Eye Movement Desensitization and Reprocessing (EMDR)
EMDR is a powerful trauma treatment to help heal post traumatic stress disorder (PTSD) symptoms and psychological issues. It is estimated that half a million people have been successfully treated with EMDR and have benefited from this method. It is extremely helpful in the treatment and resolution of the disturbing experiences and trauma that mold and affect many of us. EMDR is a comprehensive, integrative psychotherapy approach. It contains elements of many effective psychotherapies in structured protocols that are designed to maximize treatment effects. These include psychodynamic, cognitive behavioral, interpersonal, experiential, and body-centered therapies.
EMDR is an information processing therapy and uses an eight phase approach to address the experiential contributors of a wide range of pathologies. It attends to the past experiences that have set the groundwork for pathology, the current situations that trigger dysfunctional emotions, beliefs and sensations, and the positive experience needed to enhance future adaptive behaviors and mental health.

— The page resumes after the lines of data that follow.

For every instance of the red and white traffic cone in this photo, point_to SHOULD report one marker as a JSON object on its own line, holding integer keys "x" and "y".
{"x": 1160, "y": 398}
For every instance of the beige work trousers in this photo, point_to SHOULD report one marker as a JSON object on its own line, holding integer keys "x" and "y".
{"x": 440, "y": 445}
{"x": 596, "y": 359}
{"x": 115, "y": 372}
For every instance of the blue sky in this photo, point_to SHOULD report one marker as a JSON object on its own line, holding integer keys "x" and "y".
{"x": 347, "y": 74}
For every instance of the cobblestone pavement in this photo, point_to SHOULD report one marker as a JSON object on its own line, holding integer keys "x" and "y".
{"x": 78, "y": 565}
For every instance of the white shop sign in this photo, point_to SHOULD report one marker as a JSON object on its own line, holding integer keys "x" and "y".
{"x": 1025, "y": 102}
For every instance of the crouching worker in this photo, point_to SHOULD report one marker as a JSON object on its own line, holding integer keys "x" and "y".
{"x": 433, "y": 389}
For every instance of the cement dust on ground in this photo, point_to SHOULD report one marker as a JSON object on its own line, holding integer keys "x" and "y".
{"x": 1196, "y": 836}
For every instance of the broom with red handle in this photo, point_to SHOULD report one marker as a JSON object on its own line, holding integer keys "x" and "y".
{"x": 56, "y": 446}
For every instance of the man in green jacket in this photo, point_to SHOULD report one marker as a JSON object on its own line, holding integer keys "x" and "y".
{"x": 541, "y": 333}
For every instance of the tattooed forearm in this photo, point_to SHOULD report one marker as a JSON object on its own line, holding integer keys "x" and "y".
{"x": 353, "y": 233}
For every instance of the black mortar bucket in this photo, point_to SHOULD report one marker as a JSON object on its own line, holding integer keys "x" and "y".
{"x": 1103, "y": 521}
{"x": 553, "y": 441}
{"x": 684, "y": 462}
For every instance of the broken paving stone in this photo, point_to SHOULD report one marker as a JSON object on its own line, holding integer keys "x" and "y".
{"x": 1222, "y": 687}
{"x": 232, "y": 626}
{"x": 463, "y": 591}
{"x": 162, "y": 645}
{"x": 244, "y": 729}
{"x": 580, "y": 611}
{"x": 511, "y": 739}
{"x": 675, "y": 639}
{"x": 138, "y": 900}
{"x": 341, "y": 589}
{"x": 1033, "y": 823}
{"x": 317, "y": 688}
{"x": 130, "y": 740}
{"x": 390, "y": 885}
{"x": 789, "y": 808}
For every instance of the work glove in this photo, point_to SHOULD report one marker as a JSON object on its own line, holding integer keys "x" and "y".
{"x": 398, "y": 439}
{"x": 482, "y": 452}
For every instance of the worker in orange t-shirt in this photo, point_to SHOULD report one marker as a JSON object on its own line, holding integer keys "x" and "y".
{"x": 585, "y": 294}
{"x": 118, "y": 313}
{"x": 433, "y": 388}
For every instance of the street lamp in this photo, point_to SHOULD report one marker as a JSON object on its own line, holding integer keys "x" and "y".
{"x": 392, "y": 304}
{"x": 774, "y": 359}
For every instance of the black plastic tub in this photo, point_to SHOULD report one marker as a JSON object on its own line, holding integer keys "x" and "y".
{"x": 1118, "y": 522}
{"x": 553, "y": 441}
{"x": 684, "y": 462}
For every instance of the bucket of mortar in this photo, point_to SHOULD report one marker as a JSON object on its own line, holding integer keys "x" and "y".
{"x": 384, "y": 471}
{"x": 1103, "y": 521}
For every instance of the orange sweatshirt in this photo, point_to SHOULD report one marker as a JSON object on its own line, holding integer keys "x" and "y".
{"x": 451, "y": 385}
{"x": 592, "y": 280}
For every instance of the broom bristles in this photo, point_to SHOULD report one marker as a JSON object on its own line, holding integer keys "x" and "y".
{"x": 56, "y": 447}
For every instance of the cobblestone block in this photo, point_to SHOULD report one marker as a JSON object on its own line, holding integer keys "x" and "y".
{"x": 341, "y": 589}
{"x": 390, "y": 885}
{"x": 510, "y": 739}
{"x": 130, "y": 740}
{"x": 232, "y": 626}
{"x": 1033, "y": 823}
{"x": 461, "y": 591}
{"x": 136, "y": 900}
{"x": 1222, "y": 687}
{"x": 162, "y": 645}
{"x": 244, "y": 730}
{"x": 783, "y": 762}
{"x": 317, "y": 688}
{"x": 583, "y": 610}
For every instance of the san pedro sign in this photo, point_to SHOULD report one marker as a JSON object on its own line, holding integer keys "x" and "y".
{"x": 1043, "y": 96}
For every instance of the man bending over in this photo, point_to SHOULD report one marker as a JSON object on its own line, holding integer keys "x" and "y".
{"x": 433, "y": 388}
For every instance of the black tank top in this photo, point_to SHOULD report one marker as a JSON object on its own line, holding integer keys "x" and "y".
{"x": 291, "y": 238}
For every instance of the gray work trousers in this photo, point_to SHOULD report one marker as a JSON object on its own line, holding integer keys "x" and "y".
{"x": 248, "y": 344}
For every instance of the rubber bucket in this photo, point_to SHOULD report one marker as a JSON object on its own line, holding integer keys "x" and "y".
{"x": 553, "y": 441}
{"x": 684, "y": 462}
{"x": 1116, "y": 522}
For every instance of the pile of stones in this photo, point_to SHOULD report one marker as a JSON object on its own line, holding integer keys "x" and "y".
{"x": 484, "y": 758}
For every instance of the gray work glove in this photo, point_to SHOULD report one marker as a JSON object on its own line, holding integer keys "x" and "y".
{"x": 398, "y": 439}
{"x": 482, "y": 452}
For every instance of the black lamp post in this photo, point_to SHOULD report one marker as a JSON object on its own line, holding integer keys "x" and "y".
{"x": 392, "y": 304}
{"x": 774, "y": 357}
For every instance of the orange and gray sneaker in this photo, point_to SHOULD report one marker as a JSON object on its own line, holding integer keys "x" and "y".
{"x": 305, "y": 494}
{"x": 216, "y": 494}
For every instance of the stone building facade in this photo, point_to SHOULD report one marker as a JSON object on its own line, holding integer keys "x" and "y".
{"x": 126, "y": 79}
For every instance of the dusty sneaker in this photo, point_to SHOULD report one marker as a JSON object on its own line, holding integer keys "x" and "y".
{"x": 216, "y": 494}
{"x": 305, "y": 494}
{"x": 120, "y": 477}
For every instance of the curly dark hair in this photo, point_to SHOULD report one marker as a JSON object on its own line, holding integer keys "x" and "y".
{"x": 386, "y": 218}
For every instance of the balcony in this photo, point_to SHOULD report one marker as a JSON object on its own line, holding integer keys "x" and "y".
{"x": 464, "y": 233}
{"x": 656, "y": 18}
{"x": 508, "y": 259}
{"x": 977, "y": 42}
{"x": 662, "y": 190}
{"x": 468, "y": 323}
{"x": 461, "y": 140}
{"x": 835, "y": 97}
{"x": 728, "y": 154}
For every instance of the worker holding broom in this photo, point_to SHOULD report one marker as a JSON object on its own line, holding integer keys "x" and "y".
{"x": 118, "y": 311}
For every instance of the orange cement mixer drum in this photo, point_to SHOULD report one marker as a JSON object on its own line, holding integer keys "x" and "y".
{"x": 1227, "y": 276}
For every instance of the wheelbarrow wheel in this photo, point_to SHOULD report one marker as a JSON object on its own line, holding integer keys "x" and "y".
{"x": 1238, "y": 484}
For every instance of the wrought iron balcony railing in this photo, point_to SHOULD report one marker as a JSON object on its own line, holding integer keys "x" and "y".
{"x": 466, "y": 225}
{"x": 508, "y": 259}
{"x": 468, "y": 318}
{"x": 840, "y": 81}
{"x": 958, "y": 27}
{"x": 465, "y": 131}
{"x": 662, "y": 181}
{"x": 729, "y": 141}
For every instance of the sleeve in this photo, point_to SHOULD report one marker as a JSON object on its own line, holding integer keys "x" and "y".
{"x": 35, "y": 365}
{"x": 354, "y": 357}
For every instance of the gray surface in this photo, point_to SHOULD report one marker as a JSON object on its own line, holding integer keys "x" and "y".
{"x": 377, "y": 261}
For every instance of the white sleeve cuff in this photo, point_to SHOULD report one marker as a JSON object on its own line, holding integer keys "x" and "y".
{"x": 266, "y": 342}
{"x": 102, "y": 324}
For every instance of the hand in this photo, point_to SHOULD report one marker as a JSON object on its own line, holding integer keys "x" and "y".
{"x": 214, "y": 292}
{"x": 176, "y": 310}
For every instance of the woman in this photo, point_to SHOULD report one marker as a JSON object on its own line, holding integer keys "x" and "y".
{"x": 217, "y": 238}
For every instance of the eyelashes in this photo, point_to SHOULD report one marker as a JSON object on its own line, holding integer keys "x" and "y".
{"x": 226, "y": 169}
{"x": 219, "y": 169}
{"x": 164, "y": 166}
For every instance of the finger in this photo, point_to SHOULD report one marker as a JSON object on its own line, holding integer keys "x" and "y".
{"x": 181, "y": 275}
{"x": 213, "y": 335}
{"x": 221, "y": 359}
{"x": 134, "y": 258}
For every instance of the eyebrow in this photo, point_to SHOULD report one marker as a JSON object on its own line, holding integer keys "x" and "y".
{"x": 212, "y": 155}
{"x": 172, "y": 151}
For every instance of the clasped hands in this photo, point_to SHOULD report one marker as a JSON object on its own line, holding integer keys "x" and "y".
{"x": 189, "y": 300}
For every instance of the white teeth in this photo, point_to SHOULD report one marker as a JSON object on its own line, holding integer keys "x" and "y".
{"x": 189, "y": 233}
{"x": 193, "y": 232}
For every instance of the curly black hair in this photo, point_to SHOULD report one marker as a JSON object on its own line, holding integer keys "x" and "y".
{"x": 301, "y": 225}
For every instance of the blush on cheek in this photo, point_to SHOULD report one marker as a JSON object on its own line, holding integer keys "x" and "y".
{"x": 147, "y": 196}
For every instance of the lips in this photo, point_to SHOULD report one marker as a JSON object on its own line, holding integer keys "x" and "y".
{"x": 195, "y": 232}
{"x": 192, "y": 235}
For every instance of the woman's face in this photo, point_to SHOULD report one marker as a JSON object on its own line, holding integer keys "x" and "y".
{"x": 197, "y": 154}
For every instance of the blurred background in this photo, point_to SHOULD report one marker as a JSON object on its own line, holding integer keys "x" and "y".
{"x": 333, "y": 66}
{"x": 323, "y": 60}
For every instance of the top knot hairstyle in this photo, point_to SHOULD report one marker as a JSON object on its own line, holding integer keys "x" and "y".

During treatment various procedures and protocols are used to address the entire clinical picture. One of the procedural elements is “dual stimulation” using either bilateral eye movements, tones or taps. During the reprocessing phases the client attends momentarily to past memories, present triggers, or anticipated future experiences while simultaneously focusing on a set of external stimulus. During that time, clients generally experience the emergence of insight, changes in memories, or new associations. The clinician assists the client to focus on appropriate material before initiation of each subsequent set.